文庫サイズで税込1998円は高いですが、何気に384ページと分厚いですし、若き無猫砂漠時代からキャト・ドーラ・モイラ・ルウルウ・ギドウを得ての流れを実感しつつ、亡きモイラの夢を見る「この街に、妻がいる」を読むと圧巻です。これは立ち読みして単行本未収録作だけ読んでも味わえません。
どなたかにお借りするなりして最初から読み進み「この街に〜」や後書き・解説に触れて欲しい引っ越し小説集です。

さっそく馬場秀和ブログに感想アップされましたよ。
『猫道 単身転々小説集』(笙野頼子)
一つ一つの小説に感想を書きつつ、全体の構成の流れがわかる記事です。GJ.
解説の平田俊子さんは笙野さんが特任教授されてた時、研究室のお隣さんだったそうで。「ドアの向こうに笙野さんがいると思うと心が騒いだ。ノックすることは憚られた。」という気持ちわかります、わかります。
にしても年齢的に同級生(というか同期?)な上に、学び舎も同じ、研究室も隣にって、そのおいしい立ち位置なんかズルくないですか(何が?)。

東條慎生さんの感想もClose To The Wallにまとめられています。
笙野頼子 - 猫道 - Close To The Wall
初期短篇「冬眠」も中後期作品も、大切なものがある自分の空間、というモチーフでは通じるものがあるけれども、その関係が閉じたものではなくなっている。
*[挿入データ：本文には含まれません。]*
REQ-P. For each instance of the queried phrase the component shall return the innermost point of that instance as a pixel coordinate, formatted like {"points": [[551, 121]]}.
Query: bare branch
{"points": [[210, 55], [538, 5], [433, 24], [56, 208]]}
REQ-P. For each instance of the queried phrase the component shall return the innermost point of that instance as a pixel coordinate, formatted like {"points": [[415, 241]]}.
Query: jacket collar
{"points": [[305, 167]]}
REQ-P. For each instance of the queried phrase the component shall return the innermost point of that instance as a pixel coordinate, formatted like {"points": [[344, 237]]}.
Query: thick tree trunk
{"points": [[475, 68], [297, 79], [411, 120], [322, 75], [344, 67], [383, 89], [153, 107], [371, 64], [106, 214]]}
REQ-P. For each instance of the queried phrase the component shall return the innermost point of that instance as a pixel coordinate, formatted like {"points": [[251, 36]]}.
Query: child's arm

作者自身が書くように、初期作品の感覚は「人間という自覚や感覚」が欠けたゆえの硬質で冷たい雰囲気があり、そこに魅力もあった。しかし猫によって生きる実体と根拠、闘争の拠点を得て、笙野作品は「生命の喜び」や「幸福」が重要なテーマとなっていくわけでもあって、そのそれぞれの時期から選び出すことで、作品の変化がたどれるようになっている。
猫を飼うことによって、社会につながりができ、視野が広まっていく変化もありますよね。
逆に言えば、突拍子もないようにみえる幻想には事実の裏付けがあるということでもあって、これは笙野作品が持つ生々しさの由来ではないか。突拍子もない、荒唐無稽、非現実的、と言われかねない描写は、幻想的なようでいてきわめて現実的でもあるわけだ。
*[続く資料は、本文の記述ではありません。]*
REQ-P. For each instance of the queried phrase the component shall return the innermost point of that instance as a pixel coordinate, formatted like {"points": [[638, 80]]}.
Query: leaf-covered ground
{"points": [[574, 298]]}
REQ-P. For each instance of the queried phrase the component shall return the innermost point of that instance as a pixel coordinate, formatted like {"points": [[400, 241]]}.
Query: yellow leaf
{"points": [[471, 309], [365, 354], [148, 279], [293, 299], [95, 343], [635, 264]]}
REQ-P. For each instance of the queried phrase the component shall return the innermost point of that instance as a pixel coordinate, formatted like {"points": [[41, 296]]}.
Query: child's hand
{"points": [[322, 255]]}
笙野作品はしばしば被害妄想的といわれるわけだけれど、幻想的ではあっても、ではそれは本当に妄想か、となるとそこにこそこの視界の違いが滲んでくるようにも思う。会社員の男性編集者のような「普通の読者」に通じるものにするため、リアリズムではなく荒唐無稽な幻想として書くというある種の便宜性がうかがえもする。それほどここには見えているものの断絶があることになる。

現実の極端なデフォルメ、のはずの描写がじつはそのまま現実そのものでもあるというような戦慄は、近作の笙野作品にもそのまま通ずる感触だったりもする。
独身女性のリアルな生活を言っても、正社員男性には伝わらないとはよく聞きます。
現実を極端にデフォルメされた部分は女性から見れば、現実を面白おかしく笑い飛ばして痛快なのですが、
それが男性に話を通すためにデフォルメしたという必然性から生まれたのだとすれば、なんだかモニョる話です。